Quella tenerezza del Papa che continua a chiamarsi Vescovo
Abbiamo ormai imparato a conoscerne la tenerezza. Il Papa venuto “dall’altra parte del mondo”, che immediatamente il popolo cristiano ha sentito vicinissimo, ci ha abituati, giorno dopo giorno, ad amarlo per quei suoi gesti umani, semplici, naturali. Anche ieri mattina, nel tradizionale giro in papamobile, il pontefice ha aiutato un bambino di pochi mesi a recuperare il ciuccio che aveva perso. Una paternità vestita di bianco, fatta di carezze e sorrisi.
E quella paternità che così normalmente sembra incarnare, Papa Francesco continua a racchiuderla in una sola parola: Vescovo. Come se Vescovo indicasse il Pastore, il Padre, la Guida, il Sacerdote. Come se preferisse quella parola alla definizione di Papa.
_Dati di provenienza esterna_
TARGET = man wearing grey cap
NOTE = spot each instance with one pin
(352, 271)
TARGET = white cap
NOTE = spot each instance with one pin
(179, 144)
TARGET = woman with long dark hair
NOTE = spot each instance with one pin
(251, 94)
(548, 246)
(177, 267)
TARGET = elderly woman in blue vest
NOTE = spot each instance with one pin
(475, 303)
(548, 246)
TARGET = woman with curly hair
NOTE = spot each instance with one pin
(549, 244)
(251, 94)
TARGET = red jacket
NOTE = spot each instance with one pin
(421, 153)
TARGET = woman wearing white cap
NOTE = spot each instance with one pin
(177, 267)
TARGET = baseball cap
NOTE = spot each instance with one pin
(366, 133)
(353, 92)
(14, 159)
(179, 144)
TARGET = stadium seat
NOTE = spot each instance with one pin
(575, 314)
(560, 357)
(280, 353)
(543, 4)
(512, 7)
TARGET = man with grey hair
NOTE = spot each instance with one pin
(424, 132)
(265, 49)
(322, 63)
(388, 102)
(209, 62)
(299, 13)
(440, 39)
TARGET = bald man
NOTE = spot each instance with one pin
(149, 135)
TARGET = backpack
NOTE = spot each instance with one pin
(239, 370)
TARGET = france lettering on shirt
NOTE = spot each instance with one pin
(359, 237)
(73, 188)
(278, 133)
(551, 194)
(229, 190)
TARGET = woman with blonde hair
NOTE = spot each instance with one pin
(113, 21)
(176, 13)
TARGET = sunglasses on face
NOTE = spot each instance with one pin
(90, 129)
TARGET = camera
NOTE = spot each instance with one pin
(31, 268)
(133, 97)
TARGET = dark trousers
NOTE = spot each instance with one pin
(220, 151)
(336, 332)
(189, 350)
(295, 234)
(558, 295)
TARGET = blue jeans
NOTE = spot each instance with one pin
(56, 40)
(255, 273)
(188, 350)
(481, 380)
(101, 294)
E d’altronde fin dal suo primo saluto, immediatamente dopo aver detto “Buonasera” alla folla che aspettava di vedere il suo volto, Papa Francesco si è definito così, e inchinandosi ha chiesto alla Chiesa di iniziare insieme il cammino di fede: il popolo e il suo Vescovo. E domenica c’è stato l’insediamento proprio a Vescovo di Roma, la città che è centro, nucleo da cui – aveva detto – si irradia la fede al mondo.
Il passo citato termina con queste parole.